AKRON, OHIO (July 15. 12 p.m. EDT) — North American compounders are eating a solid diet of cheeseburgers in 2002, instead of the steaks they had ordered from the comeback menu. Cheeseburgers aren't bad, mind you, but they're still not steak.
A group of compounding executives contacted recently said business is up in the first half of 2002 — in pounds, if not in dollars — but the comeback from the economic slowdown that began in 2000 hasn't been as quick as they had hoped.
“North America is getting stronger, but it's not where it needs to be,” said Charles Crew, newly appointed president and chief executive officer of LNP Engineering Plastics Inc., an Exton, Pa.-based engineering resins compounder recently acquired by GE Plastics.
“The third quarter is looking good, with growth in nontraditional markets like industrial, consumer and automotive,” Crew said.
“We're still in an unsettled area in the economy,” added Lloyd Heller, president of American Thermoplastics Co. of White Plains, N.Y. “We're seeing a surge in demand, but that might be pre-buying — although there's some real demand because interest rates are low and the construction market is good. One of the issues is uncertainty on the part of our customers.”
That uncertainty has led processors to keep lower inventories of compounds on hand.
“One of the biggest changes is the short window on true demand for our customers — it's less than 30 days,” said George Abd, executive vice president at Spartech Corp. in Clayton, Mo. “Sometimes they don't know 14 days in advance. As a result, they're buying smaller amounts more frequently.”
Customers “are running at lower inventory levels, but when you're selling to Wal-Mart, you have to have a consistent amount of inventory,” Abd said. “You can't be caught short.”
ACTION IN A RECESSION
Market leader PolyOne Corp. of Cleveland has drawn attention for its decision to close 18 plants and eliminate 600 jobs — while expanding other plants and increasing its total capacity — by the end of the year.

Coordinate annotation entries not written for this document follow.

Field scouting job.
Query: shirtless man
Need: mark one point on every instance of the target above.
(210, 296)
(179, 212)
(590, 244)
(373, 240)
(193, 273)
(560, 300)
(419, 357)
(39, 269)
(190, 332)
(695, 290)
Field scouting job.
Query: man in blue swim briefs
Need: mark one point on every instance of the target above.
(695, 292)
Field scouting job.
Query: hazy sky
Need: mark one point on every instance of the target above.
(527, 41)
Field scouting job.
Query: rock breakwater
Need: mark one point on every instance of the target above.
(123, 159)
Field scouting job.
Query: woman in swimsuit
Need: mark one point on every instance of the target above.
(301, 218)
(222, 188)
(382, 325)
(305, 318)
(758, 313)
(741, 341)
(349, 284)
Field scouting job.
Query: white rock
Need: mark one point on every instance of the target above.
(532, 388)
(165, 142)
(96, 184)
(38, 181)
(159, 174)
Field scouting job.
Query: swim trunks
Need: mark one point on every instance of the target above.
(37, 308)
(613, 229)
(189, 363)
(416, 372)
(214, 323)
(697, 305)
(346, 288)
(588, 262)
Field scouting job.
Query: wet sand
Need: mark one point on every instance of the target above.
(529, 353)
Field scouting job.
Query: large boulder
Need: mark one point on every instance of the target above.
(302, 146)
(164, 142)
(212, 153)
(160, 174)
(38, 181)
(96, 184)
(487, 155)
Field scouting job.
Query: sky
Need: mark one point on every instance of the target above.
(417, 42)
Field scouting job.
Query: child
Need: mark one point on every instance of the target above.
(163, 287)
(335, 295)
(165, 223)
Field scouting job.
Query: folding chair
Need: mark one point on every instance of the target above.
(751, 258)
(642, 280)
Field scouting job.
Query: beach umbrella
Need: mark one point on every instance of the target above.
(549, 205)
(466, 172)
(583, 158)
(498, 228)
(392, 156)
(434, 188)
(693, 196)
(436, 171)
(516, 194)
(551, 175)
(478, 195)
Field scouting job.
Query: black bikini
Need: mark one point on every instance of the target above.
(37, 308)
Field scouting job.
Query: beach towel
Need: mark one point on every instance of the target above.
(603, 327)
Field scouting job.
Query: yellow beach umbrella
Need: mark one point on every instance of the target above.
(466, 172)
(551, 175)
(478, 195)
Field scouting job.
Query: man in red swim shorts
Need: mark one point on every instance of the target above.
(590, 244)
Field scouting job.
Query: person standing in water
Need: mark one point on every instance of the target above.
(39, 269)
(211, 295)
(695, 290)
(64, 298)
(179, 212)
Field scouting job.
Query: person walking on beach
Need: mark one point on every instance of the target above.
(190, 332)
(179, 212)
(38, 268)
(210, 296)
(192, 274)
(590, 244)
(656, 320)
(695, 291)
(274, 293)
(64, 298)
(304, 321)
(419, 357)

Lance Mitchell, PolyOne's vice president of plastic compounds and color, said his firm late last month finished improvements that tripled capacity at its plant in Glendale, Ariz. Later this month, PolyOne will wrap up a project doubling capacity in Dyersburg, Tenn.
Industry analyst Vivek Tapuriah credited the company with making difficult moves and achieving savings in the wake of the 2000 merger of Geon Co. and M.A. Hanna Co. that created PolyOne.
“In a lot of mergers, the participants make big statements about savings, but PolyOne is actually doing it,” said Tapuriah, who is with Frost & Sullivan of Mountainview, Calif.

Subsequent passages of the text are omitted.